School District 70 board of trustees adopted an administrative procedure that outlines steps needed to either name or rename a school. KARLY BLATS PHOTO

SD70 trustees adopt ‘naming of schools’ policy

The administrative procedure states schools, generally, will not be named after individuals

School District 70 board of trustees adopted an administrative procedure that outlines steps needed to either name or rename a school.

“It’s not just in reference to the eventual renaming of A.W. Neill, it’s to do with any (school naming),” said SD70 trustee Rosemarie Buchanan. “We had to have a district-wide administrative procedure, so that’s what we got.”

The procedure, which was approved on June 13, states that generally, schools will not be named after individuals.

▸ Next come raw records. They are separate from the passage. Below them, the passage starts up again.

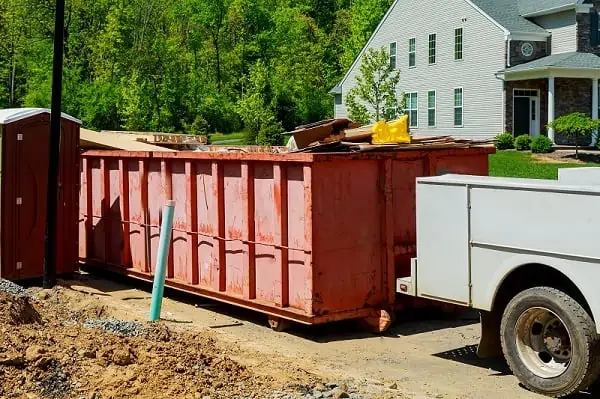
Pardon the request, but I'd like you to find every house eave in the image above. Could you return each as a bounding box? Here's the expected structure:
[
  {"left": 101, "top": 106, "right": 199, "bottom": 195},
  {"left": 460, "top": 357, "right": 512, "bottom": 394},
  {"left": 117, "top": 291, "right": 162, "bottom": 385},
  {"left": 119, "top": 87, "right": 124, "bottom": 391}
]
[
  {"left": 496, "top": 67, "right": 600, "bottom": 82},
  {"left": 521, "top": 2, "right": 593, "bottom": 18}
]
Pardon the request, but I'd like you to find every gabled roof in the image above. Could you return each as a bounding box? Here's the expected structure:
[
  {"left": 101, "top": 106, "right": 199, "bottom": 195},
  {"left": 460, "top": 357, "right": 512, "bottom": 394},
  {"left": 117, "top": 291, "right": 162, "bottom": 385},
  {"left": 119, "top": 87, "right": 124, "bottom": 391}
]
[
  {"left": 504, "top": 53, "right": 600, "bottom": 73},
  {"left": 0, "top": 108, "right": 81, "bottom": 125},
  {"left": 470, "top": 0, "right": 552, "bottom": 36}
]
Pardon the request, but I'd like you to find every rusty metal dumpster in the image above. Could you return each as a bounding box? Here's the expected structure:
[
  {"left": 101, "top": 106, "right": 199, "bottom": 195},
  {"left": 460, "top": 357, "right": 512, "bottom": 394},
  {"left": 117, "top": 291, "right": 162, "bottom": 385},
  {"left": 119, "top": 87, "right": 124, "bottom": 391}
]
[
  {"left": 79, "top": 146, "right": 494, "bottom": 324},
  {"left": 0, "top": 108, "right": 81, "bottom": 280}
]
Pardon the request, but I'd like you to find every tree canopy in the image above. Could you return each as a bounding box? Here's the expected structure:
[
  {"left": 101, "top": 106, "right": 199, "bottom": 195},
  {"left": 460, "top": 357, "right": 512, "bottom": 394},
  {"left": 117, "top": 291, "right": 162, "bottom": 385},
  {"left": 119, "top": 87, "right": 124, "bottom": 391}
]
[{"left": 0, "top": 0, "right": 391, "bottom": 139}]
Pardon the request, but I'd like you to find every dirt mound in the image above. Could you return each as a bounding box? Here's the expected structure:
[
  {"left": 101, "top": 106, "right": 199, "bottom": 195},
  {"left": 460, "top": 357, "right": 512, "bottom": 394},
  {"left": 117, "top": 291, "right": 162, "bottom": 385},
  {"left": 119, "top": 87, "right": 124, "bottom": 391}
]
[
  {"left": 0, "top": 292, "right": 42, "bottom": 326},
  {"left": 0, "top": 287, "right": 280, "bottom": 399}
]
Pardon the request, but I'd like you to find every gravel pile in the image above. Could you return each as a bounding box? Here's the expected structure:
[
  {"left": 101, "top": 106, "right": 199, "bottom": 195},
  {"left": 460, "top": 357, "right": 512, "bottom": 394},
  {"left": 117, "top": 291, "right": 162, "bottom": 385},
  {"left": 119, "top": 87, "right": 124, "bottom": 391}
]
[
  {"left": 0, "top": 278, "right": 29, "bottom": 297},
  {"left": 83, "top": 319, "right": 146, "bottom": 337}
]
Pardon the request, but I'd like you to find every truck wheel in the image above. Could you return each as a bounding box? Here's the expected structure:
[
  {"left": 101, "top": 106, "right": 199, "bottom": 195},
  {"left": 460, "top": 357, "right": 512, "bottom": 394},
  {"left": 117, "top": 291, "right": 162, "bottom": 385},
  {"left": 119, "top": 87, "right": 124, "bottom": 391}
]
[{"left": 500, "top": 287, "right": 600, "bottom": 397}]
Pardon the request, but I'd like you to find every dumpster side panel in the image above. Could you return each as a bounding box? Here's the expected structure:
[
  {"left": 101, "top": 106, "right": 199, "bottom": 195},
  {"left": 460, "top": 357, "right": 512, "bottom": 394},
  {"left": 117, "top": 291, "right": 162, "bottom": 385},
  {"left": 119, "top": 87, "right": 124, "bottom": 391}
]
[
  {"left": 171, "top": 160, "right": 193, "bottom": 284},
  {"left": 223, "top": 163, "right": 248, "bottom": 296},
  {"left": 312, "top": 160, "right": 384, "bottom": 315},
  {"left": 254, "top": 163, "right": 282, "bottom": 304},
  {"left": 392, "top": 157, "right": 428, "bottom": 277},
  {"left": 287, "top": 165, "right": 313, "bottom": 314},
  {"left": 194, "top": 162, "right": 218, "bottom": 287}
]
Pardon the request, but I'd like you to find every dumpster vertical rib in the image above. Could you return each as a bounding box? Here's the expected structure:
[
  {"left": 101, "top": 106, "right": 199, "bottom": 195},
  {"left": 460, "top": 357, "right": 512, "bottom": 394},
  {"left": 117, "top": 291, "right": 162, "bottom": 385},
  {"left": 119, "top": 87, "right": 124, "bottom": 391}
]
[
  {"left": 139, "top": 158, "right": 151, "bottom": 273},
  {"left": 185, "top": 161, "right": 200, "bottom": 285},
  {"left": 83, "top": 157, "right": 94, "bottom": 259},
  {"left": 242, "top": 162, "right": 256, "bottom": 299},
  {"left": 383, "top": 159, "right": 396, "bottom": 305},
  {"left": 302, "top": 165, "right": 315, "bottom": 314},
  {"left": 100, "top": 158, "right": 111, "bottom": 262},
  {"left": 273, "top": 163, "right": 290, "bottom": 307},
  {"left": 212, "top": 162, "right": 227, "bottom": 292},
  {"left": 119, "top": 158, "right": 131, "bottom": 267},
  {"left": 160, "top": 159, "right": 173, "bottom": 278}
]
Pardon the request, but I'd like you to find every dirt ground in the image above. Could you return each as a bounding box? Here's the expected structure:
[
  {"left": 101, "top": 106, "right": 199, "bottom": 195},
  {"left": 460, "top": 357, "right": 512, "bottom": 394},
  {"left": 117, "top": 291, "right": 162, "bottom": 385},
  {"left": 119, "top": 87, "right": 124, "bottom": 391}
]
[{"left": 0, "top": 275, "right": 599, "bottom": 399}]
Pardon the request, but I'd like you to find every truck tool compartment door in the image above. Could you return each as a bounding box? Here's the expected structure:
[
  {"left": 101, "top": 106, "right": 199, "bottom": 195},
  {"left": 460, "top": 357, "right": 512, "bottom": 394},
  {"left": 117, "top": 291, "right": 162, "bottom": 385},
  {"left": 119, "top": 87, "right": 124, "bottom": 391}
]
[{"left": 417, "top": 183, "right": 470, "bottom": 305}]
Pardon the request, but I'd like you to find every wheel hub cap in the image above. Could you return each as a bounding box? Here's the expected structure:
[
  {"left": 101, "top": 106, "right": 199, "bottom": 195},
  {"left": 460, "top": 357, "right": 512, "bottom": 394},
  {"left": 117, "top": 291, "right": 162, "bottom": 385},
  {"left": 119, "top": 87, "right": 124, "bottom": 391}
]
[{"left": 515, "top": 307, "right": 572, "bottom": 378}]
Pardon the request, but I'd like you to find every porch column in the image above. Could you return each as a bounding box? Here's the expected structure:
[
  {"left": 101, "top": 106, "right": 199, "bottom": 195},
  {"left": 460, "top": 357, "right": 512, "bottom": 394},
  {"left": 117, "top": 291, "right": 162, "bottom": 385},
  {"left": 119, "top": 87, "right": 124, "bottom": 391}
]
[
  {"left": 548, "top": 76, "right": 554, "bottom": 143},
  {"left": 592, "top": 78, "right": 598, "bottom": 146}
]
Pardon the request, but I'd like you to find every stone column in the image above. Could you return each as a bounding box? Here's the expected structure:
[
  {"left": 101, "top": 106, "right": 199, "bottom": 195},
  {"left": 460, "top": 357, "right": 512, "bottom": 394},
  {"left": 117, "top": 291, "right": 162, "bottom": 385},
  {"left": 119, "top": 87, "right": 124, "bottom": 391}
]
[
  {"left": 548, "top": 76, "right": 555, "bottom": 143},
  {"left": 592, "top": 78, "right": 598, "bottom": 146}
]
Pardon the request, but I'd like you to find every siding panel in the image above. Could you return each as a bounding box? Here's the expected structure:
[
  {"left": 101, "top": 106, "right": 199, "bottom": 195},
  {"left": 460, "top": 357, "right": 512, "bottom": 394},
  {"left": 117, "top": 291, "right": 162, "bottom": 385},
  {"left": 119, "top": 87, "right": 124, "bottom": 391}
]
[{"left": 335, "top": 0, "right": 506, "bottom": 138}]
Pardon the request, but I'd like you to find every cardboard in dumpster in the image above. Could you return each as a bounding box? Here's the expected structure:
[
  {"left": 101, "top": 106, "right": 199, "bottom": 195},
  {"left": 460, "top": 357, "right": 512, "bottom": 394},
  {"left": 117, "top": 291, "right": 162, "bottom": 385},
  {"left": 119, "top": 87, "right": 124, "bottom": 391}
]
[{"left": 286, "top": 118, "right": 360, "bottom": 149}]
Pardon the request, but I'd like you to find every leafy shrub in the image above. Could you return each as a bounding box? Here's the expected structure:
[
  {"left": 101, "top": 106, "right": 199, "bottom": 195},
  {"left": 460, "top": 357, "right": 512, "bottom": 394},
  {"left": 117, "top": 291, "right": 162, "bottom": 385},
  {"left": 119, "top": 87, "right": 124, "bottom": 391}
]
[
  {"left": 515, "top": 134, "right": 531, "bottom": 151},
  {"left": 531, "top": 136, "right": 554, "bottom": 154},
  {"left": 495, "top": 133, "right": 515, "bottom": 150}
]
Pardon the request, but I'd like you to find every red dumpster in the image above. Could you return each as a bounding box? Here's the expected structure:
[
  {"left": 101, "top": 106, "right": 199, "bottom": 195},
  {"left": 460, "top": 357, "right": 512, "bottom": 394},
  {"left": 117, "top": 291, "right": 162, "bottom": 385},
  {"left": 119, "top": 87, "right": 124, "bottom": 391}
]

Instead, criteria for naming schools should typically consider: the name of the street on which the school is located, the name of the area/community/region that the school is located, or a historical name that once applied to the area.

Earlier this year, controversy surrounded the idea of renaming A.W. Neill Elementary School, which is named after Alan Webster Neill, a member of the House of Commons for Comox-Alberni from 1925-1945. During this time, Neill was a vocal opponent of Japanese imigration to Canada, and was the Indian Agent for the West Coast of Vancouver Island from 1903-1913 and supported the residential school system in the Alberni-Clayoquot region.

Some members of the public, city councillors, First Nations and school trustees have shown support for a name change, citing Neill’s racism, while others have been vocal in keeping the historic name the same.

Although the adopted procedure states schools, generally, will not be named after individuals, trustees can consider naming a school after a distinguished individual deserving recognition.

“When we adopted the admin procedure, I did serve notice that at the first [school board] meeting in September that I was going to make a motion that we initiate the [A.W. Neill] name change following the process outlined in the admin procedure,” Buchanan said.

According to the policy, where there is a compelling reason for the board of trustees to consider renaming a school, the board will seek input from the staff, students and community before approving a school name change by a majority vote of the board.

The same criteria is in place for the naming of a new school.

Buchanan said although the policy has taken a long time to manifest, she is happy with the adopted procedure and hopeful that A.W. Neill’s name will eventually change.

“It’s sort of like the outcome of the provincial election, when it happens it will happen and that’s when I’ll celebrate,” she said.